IMPROVING THE METHOD OF DETECTION OF DYNAMIC OBJECTS IN VIDEO SEQUENCES

Authors

DOI:

https://doi.org/10.31891/2219-9365-2024-78-22

Keywords:

background subtraction, ViBE, adaptive radius, cumulative average, pixel count

Abstract

Many computer vision programs must first find moving objects in a video frame. As an example of video surveillance, we need to detect an intruder in a monitored scene. To achieve this, the image can be averaged over time during the initialization period. This is done in order to separate moving objects from a static background. The main process used for this task is background subtraction. A wide variety of background subtraction techniques have been proposed over the years, which can be grouped into codebook-based, probabilistic-based, sample-based, subspace-based, compressed sensing-based, and more recently, deep learning-based approaches.

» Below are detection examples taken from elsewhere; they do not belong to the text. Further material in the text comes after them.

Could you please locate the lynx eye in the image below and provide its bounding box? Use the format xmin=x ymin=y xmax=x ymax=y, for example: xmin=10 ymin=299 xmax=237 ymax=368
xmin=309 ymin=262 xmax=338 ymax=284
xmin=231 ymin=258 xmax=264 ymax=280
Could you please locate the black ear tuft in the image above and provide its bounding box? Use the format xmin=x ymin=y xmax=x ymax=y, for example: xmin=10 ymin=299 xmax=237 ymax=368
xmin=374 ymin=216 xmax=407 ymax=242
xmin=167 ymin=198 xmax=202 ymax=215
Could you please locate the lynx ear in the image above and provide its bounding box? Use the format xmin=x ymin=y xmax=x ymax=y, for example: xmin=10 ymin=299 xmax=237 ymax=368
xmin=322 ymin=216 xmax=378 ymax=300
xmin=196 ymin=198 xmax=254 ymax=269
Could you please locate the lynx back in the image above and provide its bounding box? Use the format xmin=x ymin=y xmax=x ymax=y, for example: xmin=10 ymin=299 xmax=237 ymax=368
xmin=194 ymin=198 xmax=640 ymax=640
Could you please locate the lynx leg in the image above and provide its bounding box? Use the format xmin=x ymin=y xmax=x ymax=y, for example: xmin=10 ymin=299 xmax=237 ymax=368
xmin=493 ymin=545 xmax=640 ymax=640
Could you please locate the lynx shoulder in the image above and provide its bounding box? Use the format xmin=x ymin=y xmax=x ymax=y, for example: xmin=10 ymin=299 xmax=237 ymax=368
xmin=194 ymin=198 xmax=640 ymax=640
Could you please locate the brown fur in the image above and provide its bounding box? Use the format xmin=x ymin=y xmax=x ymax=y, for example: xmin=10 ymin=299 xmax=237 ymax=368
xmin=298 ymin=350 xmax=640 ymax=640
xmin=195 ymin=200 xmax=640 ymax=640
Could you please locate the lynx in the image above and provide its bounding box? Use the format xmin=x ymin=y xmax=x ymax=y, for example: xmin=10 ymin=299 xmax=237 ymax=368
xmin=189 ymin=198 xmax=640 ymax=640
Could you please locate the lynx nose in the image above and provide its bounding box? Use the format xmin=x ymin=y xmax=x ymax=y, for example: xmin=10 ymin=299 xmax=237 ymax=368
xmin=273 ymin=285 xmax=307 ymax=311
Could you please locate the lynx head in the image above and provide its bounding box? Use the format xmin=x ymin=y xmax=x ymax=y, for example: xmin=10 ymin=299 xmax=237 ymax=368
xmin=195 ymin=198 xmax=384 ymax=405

Background subtraction plays an important role in video surveillance systems, as it is one of the most widely used motion detection tools. If scientific progress has made it possible to develop sophisticated equipment for this task, the algorithms used must also be improved. Over the past decade, a background subtraction technique called ViBE has been gaining popularity. However, the original algorithm has two main drawbacks. The first is the ghosting phenomenon, which appears if the initial frame contains a moving object or if the background situation suddenly changes. Second, it doesn't work well on complex backgrounds. This paper presents an efficient ViBE-based background subtraction approach to address these two issues. It is based on an adaptive radius for working with complex backgrounds, a cumulative average and a pixel counting mechanism to quickly eliminate the phenomenon of phantom and adapt to the sudden change of the background model.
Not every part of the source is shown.